Many people wait impatiently for central banks to introduce interest rate hikes. However, the Fed plans to do two hikes in quick succession in the US, as unrealistic as that may seem. Moreover, the European Central Bank’s plans seem somewhat improbable, per the Irish central bank chief.
European Central Bank Plans Seem Too Optimistic
Growing inflation, COVID-19 uncertainty, and a steep distrust for financial institutions make life difficult for central banks. Moreover, the negative or low-interest rates do not incentivize people to put money in a savings account. Paying money to let someone else hold funds on your behalf is a backward solution.
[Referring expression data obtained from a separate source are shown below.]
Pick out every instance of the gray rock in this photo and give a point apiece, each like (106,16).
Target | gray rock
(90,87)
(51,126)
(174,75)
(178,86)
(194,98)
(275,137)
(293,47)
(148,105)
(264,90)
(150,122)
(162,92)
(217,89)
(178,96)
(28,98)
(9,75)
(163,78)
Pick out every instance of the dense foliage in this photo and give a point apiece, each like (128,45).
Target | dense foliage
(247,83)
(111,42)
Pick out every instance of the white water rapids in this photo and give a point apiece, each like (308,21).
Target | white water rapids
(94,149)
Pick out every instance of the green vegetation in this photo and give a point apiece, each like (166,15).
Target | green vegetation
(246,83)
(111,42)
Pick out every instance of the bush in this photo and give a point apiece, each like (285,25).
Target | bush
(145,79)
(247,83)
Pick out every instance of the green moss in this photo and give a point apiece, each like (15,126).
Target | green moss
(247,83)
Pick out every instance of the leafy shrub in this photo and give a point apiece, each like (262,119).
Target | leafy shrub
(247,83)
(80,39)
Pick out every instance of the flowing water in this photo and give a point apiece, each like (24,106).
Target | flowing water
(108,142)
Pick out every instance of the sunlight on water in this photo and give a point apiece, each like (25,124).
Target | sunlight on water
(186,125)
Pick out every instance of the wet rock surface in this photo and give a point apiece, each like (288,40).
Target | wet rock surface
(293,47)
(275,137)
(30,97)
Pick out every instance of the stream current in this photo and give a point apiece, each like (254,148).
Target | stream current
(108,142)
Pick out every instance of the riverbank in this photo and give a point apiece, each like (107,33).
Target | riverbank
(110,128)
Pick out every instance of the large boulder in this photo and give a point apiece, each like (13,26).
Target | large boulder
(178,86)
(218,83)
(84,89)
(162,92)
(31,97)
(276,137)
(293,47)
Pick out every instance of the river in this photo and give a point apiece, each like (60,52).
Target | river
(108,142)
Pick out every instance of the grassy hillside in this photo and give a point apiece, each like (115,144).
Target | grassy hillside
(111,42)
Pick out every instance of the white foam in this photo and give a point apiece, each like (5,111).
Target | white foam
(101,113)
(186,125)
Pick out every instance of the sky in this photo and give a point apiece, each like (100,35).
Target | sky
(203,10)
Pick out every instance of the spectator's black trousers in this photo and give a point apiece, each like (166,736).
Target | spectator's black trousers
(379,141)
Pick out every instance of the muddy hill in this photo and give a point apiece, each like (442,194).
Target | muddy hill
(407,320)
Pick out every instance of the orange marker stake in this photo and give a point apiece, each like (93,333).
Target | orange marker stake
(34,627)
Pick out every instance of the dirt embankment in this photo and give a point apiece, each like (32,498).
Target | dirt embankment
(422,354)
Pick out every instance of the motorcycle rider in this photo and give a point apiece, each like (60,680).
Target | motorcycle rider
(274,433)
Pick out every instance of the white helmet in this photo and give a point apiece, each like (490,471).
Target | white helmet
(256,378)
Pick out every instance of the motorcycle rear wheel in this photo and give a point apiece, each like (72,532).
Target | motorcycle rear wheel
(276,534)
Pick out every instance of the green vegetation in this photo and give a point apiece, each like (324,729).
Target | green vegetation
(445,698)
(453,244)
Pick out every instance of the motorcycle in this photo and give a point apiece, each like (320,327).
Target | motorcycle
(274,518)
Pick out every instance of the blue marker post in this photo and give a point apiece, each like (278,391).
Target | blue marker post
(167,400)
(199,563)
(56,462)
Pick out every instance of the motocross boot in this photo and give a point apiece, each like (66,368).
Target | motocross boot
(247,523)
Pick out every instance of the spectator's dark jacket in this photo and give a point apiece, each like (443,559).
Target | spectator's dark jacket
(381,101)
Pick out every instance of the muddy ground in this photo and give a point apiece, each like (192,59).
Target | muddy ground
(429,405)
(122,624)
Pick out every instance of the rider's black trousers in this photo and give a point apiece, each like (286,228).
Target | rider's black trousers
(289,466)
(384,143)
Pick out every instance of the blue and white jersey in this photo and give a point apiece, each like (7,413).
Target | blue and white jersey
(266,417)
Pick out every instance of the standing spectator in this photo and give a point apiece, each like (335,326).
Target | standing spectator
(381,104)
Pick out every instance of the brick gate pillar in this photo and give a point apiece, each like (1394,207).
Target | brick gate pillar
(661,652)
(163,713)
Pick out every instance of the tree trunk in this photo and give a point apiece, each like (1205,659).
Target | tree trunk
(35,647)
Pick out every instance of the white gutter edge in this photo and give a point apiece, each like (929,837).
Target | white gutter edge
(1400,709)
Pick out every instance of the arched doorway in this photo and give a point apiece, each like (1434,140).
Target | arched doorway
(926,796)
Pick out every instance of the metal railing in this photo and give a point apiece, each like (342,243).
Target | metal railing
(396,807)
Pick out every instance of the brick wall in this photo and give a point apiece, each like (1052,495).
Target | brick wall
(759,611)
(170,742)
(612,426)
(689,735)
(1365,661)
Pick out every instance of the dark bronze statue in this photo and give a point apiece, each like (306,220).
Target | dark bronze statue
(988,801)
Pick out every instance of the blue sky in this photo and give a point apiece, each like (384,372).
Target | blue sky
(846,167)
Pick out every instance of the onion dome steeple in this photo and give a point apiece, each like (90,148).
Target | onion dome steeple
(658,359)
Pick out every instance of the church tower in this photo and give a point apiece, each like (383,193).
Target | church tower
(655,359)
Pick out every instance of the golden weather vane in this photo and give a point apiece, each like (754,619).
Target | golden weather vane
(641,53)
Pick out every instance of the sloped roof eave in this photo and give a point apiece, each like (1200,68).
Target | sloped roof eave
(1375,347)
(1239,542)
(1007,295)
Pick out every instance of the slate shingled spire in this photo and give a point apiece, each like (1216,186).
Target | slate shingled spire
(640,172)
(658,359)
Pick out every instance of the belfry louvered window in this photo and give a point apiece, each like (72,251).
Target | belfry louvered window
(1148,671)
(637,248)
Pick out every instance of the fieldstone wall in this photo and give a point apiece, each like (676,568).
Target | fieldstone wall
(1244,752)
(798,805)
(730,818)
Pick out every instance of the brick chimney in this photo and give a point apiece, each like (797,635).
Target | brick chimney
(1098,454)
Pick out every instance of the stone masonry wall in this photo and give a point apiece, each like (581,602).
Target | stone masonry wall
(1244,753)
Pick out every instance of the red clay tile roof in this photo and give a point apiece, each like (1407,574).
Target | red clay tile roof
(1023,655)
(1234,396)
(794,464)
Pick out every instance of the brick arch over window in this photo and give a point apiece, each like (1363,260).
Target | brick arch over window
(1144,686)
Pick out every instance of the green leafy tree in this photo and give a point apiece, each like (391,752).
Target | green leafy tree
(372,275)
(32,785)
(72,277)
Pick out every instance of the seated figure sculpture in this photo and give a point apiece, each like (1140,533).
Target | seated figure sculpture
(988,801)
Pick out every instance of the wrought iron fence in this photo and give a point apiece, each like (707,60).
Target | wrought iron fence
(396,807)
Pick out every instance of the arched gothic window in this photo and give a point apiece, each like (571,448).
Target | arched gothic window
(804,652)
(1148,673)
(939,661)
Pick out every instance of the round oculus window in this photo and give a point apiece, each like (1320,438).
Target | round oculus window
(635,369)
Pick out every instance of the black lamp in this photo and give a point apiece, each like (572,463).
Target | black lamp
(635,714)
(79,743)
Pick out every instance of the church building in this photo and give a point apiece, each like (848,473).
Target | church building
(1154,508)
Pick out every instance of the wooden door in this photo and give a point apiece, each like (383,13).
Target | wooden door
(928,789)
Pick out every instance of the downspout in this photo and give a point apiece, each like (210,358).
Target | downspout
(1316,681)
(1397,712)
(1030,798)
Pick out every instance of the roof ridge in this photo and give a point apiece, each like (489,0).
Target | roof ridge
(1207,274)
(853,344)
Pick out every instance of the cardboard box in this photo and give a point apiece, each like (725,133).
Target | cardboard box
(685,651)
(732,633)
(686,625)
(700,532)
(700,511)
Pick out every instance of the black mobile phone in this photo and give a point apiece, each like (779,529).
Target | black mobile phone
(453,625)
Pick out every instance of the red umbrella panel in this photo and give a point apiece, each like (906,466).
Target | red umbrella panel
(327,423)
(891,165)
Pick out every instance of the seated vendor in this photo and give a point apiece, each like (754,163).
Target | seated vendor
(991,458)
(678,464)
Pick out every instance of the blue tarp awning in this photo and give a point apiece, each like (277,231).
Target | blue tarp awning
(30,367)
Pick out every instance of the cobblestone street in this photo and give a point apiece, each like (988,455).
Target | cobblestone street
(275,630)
Unfortunately, it may take a while to resolve the interest rate issue.
More specifically, both the Fed and ECB claim to hike interest rates this year. It is an [overly] ambitious plan, as there is no way to do it safely or without triggering even worse long-term effects. Irish central bank chief Gabriel Makhlouf recently stated how a hike in Europe is “unrealistic”. Moreover, there is a key difference between what the market expects and how these plans will unfold in the real world.
The first step is for the European Central Bank to halt its bond-buying program. That seems like a foregone conclusion, as it is impossible to keep up. However, the pace at which this happens remains unclear. Harming the EU’s financial recovery remains a likely outcome unless the ECB takes proper countermeasures. A slow and steady approach seems to be more favorable.
One trade-off to consider is the wages rise vs. living costs debate. If one rises faster than the other, the interest rate hike becomes impossible to pull off. As such, it is crucial to adjust one’s expectations where the European Central Bank is concerned. Additionally, all markets will remain uneasy until action is taken by the ECB, even if no one knows when that will be exactly.